The Far North District Council is making 'pleasing progress' in the way in which it provides for impounded dogs at Horeke and Kaitaia, according to SPCA Auckland's chief inspector Greg Reid.
SPCA representatives and council animal management staff met last week to discuss issues the SPCA had raised after inspecting the northern dog shelter in Kaitaia in October last year.
A notice was issued under the Animal Welfare Act, requiring the council to improve its records regarding the condition of dogs admitted to the shelter, establish a process for monitoring dogs' welfare, develop protocols to manage disease outbreaks or emergencies, exercise the dogs daily and install visual barriers between cages to reduce aggressive behaviour.
Reid said last week that the council had made some progress in terms of improving systems, and the SPCA was pleased with what it was doing to address concerns.
It was now planned to cancel the notice, but the shelters would undergo regular inspections, with issues to be addressed as they arise. A memorandum of understanding would also be developed.

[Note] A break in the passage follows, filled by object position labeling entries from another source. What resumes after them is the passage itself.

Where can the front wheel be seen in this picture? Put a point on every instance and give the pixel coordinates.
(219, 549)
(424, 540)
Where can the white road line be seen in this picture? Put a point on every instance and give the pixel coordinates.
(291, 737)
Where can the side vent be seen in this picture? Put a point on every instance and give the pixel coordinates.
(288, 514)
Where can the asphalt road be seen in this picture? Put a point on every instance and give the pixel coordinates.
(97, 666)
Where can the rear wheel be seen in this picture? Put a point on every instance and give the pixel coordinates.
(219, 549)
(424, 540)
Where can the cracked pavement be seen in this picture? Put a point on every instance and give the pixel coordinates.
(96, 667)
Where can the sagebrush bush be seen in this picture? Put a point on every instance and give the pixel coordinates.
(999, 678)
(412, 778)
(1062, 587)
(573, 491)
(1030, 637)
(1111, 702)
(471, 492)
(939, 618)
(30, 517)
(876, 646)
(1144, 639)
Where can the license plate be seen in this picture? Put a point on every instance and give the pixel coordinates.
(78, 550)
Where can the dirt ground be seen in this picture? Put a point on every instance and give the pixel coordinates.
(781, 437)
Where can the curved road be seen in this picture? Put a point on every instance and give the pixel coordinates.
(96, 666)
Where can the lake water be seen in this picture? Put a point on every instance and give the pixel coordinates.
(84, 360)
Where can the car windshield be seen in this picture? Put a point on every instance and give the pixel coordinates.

"We have animal welfare expertise we can share, and are keen on the idea of a collaborative relationship with the council," Reid said.

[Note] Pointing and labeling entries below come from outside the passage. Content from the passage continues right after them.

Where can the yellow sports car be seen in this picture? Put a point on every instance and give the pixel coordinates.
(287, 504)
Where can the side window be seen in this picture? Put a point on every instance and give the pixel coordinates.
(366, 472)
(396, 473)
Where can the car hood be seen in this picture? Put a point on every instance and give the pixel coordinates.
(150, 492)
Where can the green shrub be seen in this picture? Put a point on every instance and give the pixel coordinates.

Issues still to be resolved included ensuring that shelters were staffed during the day by professional canine attendants, and that dogs received enough daily exercise.
"Kennels also must be comfortable for dogs in all weathers," he added.

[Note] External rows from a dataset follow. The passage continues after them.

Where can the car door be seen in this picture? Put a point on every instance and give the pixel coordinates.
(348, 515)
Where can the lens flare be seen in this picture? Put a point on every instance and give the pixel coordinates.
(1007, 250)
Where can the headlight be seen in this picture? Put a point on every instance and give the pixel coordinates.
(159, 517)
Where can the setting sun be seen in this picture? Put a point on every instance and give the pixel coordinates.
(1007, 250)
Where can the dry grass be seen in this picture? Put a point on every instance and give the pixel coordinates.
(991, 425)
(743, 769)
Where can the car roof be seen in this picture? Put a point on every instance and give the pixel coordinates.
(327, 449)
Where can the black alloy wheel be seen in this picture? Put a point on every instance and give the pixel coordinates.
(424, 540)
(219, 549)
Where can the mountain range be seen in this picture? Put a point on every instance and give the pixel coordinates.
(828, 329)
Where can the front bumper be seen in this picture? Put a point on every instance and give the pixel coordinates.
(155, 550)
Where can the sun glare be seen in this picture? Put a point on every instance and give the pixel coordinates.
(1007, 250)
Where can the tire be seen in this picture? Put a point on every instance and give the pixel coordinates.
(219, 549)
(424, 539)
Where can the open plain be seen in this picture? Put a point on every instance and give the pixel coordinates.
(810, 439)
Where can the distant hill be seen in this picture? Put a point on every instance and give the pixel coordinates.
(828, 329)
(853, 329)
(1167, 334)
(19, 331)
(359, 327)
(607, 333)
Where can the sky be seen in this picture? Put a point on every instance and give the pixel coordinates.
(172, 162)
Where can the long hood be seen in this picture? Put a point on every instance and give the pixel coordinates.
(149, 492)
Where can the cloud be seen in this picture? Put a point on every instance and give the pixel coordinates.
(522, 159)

"Cold snaps in winter may require some extra effort, and work needs to be done now to prepare for summer, as heat is more likely to be a bigger issue."
The council's general manager — district services Dr Dean Myburgh said the council and SPCA had intended to collaborate and potentially co-locate facilities two years ago, but that did not happen, due to circumstances beyond the control of both organisations.
He welcomed the opportunity to work more closely with the SPCA.
"We want to achieve the best possible outcome for dogs that come into our care," Myburgh said.
"We also want the community to have confidence in how we run our animal shelters."
All dogs that did not pose a danger to staff or other dogs now received some form of exercise every day, and staff had made improvements to the kennel beds, making them warmer and more comfortable.
Previously dogs slept on metal bases lined with board. The addition of a wooden frame and replaceable hessian sack raising them further off the floor provided a warmer, softer sleeping surface. Staff planned to fit canvas or plastic curtains that could be rolled down to reduce wind chill in cold weather.
"Our current facilities are less than ideal, but we are developing designs for new shelters, and will seek the SPCA's advice on these so they meet optimum animal welfare standards," Myburgh said.
The council had also set up web pages where people could see photos of dogs held at the shelters, as well as those the council was seeking homes for.
"We are committed to finding good homes for healthy, safe dogs, and are keen to work closely with interested animal welfare groups in this regard," he said.